I don't understand why they used a 1Dx though, which would require an external WIFI adapter to even have a WIFI capability. I would be more interested in penetration testing something like the Canon 6D which has the WIFI built-in. I fully expect there to be holes, Canon's WIFI software has always been quite primitive and even the new stuff is still quite primitive.

But if we make enough noise and Canon will fix it in a software update.

Currently I only use the 6D's built-in WIFI to be able to review pictures in-camera from an android tablet... quite a useful feature. I'm not particularly worried about hijacking there since the Camera's WIFI transmitter has rather limited range. And most of the time the WIFI is turned off anyway since it eats the battery otherwise.

-Matt

Re:Not unexpected but...

[djmurdoch]

Lots of cameras have microphones. Those work with the lens cap on. For example, the Canon EOS M has a stereo mic and WiFi. Since it doesn't have a hideaway lens, it would be easy to forget to turn it off when you put it away -- I do that a lot with my DSLR.

Good trick

[egcagrac0]

managed to gain complete control of it

Aiming the camera under remote control via software is a pretty good trick. Ordinarily, you need to mount it on a pan-tilt device.

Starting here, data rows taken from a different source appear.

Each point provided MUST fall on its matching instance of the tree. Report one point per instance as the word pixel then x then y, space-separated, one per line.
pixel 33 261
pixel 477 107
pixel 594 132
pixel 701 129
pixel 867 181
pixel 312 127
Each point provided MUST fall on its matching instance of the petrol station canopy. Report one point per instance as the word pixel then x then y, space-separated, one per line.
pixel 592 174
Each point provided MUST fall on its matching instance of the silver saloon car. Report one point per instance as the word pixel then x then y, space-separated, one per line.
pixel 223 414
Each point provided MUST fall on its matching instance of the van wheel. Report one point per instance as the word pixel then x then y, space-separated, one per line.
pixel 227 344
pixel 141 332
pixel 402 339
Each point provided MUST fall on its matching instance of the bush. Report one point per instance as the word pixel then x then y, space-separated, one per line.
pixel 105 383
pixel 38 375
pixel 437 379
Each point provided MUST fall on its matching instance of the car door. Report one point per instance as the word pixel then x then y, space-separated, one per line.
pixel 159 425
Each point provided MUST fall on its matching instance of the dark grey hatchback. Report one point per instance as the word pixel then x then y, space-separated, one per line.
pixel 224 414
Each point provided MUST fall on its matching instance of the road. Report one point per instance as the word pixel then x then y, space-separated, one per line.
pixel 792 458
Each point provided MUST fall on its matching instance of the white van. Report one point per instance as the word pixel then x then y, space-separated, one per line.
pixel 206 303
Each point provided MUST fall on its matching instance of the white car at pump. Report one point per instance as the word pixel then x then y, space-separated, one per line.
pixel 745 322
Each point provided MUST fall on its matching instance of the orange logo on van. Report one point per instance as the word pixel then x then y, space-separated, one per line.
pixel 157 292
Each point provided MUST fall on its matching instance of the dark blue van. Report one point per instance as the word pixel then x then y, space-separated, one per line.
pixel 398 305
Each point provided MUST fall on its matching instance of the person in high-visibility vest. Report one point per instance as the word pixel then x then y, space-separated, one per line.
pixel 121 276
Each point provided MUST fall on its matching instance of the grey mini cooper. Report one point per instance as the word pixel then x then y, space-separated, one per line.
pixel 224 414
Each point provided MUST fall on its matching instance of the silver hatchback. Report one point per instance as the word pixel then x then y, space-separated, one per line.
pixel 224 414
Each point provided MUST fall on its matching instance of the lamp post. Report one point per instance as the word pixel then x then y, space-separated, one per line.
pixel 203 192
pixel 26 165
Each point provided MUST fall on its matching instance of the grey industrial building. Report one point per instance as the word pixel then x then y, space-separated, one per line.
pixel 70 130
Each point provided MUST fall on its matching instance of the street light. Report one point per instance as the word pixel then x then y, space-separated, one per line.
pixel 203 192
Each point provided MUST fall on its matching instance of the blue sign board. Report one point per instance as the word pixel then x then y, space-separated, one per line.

Removing the lens cap from software is another good trick. Powering the thing on remotely with batteries removed is amazing.

Yes, this is pedantic, but I'm guessing they don't have complete control of the camera. They may have control of the camera software.

Re:Things that don't need to be connected to the i

[Sigg3.net]

So a devious photographer may create an automated wifi entry and corruption script and fire it up on a critical event, walking away with the only usable money shot.